Mainstream outlets — the New York Times, Wall Street Journal, and Washington Post — are almost sure to follow. If they do, however, they should take care to pay any attention to two key factors that are easily ignored or forgotten: (a) changes in campaign finance and disclosure laws that have fundamentally altered the political landscape in recent years, and (b) union contributions to state and local elections – which have a long history.
Three years ago, for example, the national teachers union called American Federation of Teachers (AFT) poured a reported $1 million into an effort to unseat a local official the union didn’t like — Washington, DC Mayor Adrien Fenty — and replace him with a challenger the union preferred named Vincent Gray. Sound familiar?
“Collaboration is the right way to do reform,” AFT President Randi Weingarten told Politico shortly after the 2010 primary election. “That’s who Vincent Gray is, that’s why our members supported him.”

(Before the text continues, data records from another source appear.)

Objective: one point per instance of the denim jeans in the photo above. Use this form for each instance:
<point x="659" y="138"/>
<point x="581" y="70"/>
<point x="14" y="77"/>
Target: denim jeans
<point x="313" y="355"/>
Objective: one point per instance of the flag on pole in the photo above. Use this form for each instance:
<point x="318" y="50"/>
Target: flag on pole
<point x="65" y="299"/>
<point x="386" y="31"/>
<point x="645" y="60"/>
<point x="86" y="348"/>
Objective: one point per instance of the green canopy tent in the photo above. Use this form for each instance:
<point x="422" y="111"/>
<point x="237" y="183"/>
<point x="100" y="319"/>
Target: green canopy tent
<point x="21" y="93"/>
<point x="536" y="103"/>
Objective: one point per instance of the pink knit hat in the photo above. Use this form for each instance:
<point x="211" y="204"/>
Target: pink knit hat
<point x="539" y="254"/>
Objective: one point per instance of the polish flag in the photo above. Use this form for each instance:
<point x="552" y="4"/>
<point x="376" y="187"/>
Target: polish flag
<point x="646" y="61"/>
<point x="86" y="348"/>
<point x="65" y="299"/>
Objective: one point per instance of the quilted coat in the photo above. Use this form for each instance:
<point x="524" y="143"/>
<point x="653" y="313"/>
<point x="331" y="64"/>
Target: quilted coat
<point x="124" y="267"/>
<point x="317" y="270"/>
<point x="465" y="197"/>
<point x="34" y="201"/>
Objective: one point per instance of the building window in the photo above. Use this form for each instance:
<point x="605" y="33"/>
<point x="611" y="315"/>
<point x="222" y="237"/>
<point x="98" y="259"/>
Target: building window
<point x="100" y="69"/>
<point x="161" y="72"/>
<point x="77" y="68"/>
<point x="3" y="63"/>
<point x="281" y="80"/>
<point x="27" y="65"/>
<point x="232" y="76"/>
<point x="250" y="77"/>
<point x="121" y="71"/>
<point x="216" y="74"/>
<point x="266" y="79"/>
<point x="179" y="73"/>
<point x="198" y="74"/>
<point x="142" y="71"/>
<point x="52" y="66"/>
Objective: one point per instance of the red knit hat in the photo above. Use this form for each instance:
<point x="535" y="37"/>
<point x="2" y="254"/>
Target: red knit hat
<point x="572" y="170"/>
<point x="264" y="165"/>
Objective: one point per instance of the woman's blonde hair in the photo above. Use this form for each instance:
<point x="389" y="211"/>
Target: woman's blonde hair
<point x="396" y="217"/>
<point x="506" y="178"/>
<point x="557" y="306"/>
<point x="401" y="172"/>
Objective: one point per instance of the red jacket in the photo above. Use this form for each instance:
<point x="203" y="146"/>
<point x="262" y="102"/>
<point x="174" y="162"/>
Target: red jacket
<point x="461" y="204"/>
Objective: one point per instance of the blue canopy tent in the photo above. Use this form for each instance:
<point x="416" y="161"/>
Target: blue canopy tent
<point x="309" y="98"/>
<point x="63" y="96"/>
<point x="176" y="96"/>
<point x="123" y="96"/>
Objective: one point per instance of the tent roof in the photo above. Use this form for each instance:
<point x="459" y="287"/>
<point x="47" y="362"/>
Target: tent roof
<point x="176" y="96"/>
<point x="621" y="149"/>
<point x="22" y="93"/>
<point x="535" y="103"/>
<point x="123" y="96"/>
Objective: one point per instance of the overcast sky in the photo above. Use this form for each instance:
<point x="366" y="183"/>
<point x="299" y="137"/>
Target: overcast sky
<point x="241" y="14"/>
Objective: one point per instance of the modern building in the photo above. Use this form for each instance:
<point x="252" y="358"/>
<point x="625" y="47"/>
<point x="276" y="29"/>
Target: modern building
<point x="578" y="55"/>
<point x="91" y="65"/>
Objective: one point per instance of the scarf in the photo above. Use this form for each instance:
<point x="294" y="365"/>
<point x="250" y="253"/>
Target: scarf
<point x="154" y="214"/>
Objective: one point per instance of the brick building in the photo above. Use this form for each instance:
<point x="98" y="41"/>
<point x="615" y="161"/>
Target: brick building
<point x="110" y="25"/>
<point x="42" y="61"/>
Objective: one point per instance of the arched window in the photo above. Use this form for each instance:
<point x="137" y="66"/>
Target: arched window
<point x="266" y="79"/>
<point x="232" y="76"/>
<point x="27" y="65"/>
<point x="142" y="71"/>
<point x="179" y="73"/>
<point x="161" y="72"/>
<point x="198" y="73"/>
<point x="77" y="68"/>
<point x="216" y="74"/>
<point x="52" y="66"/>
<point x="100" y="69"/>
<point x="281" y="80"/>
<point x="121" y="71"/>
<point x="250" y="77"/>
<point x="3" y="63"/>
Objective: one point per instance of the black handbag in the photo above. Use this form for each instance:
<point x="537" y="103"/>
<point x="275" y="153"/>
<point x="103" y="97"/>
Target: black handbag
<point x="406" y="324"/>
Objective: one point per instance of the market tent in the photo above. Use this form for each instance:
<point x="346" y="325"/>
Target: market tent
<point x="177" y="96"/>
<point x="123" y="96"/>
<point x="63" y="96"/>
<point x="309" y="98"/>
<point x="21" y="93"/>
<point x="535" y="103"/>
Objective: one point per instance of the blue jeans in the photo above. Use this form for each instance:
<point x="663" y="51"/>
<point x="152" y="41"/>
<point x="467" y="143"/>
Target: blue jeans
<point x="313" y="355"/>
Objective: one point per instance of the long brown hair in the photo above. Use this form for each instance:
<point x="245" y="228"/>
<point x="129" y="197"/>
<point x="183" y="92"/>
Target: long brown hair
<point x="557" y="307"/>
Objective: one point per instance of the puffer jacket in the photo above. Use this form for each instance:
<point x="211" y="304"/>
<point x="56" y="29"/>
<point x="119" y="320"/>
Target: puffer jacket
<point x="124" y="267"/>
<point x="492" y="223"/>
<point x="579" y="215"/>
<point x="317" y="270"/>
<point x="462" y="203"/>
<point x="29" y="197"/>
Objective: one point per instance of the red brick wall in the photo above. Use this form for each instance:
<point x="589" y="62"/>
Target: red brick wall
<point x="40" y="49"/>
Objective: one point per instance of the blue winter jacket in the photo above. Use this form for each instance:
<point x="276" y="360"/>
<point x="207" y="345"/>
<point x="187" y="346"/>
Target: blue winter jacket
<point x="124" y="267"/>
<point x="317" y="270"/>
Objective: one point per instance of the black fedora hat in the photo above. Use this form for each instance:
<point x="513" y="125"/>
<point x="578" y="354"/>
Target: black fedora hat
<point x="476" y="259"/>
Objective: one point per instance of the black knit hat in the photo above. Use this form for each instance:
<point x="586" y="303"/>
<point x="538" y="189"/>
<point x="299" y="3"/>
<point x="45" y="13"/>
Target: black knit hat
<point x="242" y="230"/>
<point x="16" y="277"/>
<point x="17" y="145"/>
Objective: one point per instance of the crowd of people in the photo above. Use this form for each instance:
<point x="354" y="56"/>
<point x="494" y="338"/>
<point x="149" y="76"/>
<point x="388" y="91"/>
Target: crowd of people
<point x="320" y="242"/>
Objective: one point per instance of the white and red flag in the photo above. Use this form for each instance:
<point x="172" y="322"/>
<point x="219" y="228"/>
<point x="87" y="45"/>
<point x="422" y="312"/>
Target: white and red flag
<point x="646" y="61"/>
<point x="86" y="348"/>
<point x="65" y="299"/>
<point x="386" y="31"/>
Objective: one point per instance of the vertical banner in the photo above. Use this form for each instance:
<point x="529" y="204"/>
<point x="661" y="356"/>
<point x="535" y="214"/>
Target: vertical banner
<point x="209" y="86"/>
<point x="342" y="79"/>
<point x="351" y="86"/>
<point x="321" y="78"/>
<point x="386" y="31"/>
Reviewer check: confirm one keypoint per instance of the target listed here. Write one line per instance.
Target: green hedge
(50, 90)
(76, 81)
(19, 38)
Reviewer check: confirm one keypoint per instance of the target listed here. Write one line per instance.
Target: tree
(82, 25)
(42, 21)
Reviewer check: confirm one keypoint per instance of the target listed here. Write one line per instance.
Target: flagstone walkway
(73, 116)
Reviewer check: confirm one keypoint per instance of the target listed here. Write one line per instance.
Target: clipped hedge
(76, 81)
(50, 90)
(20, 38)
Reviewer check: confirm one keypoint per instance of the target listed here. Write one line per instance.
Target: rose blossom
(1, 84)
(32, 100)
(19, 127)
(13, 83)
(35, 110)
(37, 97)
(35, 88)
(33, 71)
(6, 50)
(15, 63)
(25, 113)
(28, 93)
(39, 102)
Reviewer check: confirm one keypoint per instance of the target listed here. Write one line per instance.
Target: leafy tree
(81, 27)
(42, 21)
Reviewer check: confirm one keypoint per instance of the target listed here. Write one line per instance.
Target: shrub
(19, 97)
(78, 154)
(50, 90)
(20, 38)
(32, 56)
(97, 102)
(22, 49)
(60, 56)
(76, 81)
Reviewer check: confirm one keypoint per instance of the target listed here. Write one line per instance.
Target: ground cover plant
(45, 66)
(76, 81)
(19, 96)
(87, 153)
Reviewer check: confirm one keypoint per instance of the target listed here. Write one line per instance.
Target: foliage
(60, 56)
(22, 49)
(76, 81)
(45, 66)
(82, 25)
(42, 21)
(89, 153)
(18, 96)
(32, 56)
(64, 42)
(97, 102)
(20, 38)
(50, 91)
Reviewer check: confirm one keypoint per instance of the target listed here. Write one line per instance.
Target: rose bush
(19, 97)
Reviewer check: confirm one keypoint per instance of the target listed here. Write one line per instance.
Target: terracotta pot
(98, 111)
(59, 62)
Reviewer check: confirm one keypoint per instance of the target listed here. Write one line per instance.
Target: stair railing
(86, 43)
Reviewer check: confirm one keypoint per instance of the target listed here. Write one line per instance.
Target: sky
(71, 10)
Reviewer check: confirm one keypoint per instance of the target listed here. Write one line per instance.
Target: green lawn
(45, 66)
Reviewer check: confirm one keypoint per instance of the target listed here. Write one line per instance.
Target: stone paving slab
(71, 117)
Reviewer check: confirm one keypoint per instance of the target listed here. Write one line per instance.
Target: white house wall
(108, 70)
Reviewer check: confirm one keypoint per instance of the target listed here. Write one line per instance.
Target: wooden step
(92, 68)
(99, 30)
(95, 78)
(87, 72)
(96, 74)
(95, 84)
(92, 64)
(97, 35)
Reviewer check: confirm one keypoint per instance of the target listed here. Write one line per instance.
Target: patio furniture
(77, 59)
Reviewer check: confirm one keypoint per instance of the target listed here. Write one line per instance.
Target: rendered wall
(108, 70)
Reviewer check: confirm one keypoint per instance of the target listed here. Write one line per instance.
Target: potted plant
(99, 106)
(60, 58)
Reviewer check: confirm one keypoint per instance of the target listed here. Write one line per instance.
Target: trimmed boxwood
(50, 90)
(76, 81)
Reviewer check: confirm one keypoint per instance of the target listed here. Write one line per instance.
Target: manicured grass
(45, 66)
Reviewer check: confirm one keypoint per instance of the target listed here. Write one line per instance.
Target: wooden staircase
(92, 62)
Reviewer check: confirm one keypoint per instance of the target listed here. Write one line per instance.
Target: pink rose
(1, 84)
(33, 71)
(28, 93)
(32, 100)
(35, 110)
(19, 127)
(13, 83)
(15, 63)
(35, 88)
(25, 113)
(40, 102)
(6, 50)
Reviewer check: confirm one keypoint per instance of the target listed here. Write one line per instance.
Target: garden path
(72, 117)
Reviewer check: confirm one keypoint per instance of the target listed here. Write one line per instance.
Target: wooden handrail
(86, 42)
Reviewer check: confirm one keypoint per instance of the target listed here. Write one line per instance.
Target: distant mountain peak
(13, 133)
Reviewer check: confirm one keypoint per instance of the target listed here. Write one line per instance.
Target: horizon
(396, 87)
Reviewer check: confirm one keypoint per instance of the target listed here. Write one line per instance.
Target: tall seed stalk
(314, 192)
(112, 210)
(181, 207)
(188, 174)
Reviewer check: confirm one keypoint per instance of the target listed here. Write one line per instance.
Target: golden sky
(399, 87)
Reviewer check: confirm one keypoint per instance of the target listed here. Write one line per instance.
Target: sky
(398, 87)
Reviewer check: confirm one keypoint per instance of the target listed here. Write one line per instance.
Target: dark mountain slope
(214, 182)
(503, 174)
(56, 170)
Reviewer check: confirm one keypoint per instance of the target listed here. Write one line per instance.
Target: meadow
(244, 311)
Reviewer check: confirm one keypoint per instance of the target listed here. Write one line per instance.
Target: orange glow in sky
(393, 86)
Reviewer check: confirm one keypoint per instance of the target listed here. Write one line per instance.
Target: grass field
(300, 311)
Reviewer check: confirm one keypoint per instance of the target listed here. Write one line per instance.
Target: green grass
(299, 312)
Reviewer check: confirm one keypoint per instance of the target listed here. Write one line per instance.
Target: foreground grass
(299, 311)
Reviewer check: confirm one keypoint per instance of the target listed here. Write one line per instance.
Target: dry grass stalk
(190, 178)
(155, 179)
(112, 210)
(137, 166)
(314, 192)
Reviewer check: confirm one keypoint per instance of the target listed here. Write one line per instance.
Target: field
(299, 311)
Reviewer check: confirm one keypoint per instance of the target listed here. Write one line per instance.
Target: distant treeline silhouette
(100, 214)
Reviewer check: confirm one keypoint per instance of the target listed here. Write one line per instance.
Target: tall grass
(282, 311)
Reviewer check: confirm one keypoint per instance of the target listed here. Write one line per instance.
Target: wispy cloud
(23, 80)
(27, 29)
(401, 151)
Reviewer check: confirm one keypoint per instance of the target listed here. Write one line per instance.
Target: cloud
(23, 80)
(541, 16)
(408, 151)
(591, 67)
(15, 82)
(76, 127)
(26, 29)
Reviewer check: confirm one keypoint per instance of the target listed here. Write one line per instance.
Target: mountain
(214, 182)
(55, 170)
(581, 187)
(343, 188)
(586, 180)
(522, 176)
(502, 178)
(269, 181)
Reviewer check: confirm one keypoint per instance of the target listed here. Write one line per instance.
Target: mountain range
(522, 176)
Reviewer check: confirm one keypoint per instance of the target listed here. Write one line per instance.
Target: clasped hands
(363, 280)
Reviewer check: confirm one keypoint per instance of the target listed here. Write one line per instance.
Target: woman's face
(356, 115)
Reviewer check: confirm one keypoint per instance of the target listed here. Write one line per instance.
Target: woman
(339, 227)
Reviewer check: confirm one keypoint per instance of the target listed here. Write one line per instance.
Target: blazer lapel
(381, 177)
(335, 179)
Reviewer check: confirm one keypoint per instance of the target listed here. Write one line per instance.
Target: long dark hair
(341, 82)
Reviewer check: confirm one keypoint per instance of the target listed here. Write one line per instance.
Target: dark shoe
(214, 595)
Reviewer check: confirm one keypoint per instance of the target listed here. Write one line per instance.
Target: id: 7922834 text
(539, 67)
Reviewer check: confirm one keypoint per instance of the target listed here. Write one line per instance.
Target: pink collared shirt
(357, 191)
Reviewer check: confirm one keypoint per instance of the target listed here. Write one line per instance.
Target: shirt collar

By and large, the new EdWeek and Hechinger Report articles include useful if familiar information — along with a few tidbits that may be new.
The Education Week story (L.A. School Board Race Tops Spending Records) notes that spending on the LAUSD races is 80 percent from independent expenditures -and represents a 977 percent increase over the primary in 2009. The story also notes high-spending precedents in New Orleans last year and in the state of Louisiana in 2011.
The Hechinger Report story (Local school districts are new target of education reformers) notes the strange path that school reform advocacy has followed in recent years starting from state and national efforts down to local races, rather than from the ground up. State and national reform advocates have been getting involved in local races for the last two or three election cycles, Hechinger notes.
Both articles address the possibility of a voter backlash against the eye-popping outside funding.
But only a narrow, ahistorical look at outside funding focuses solely on reformers’ efforts to win local school board races, or ignores changes in campaign finance rules that have sent campaign spending skyrocketing in nearly every kind of political contest.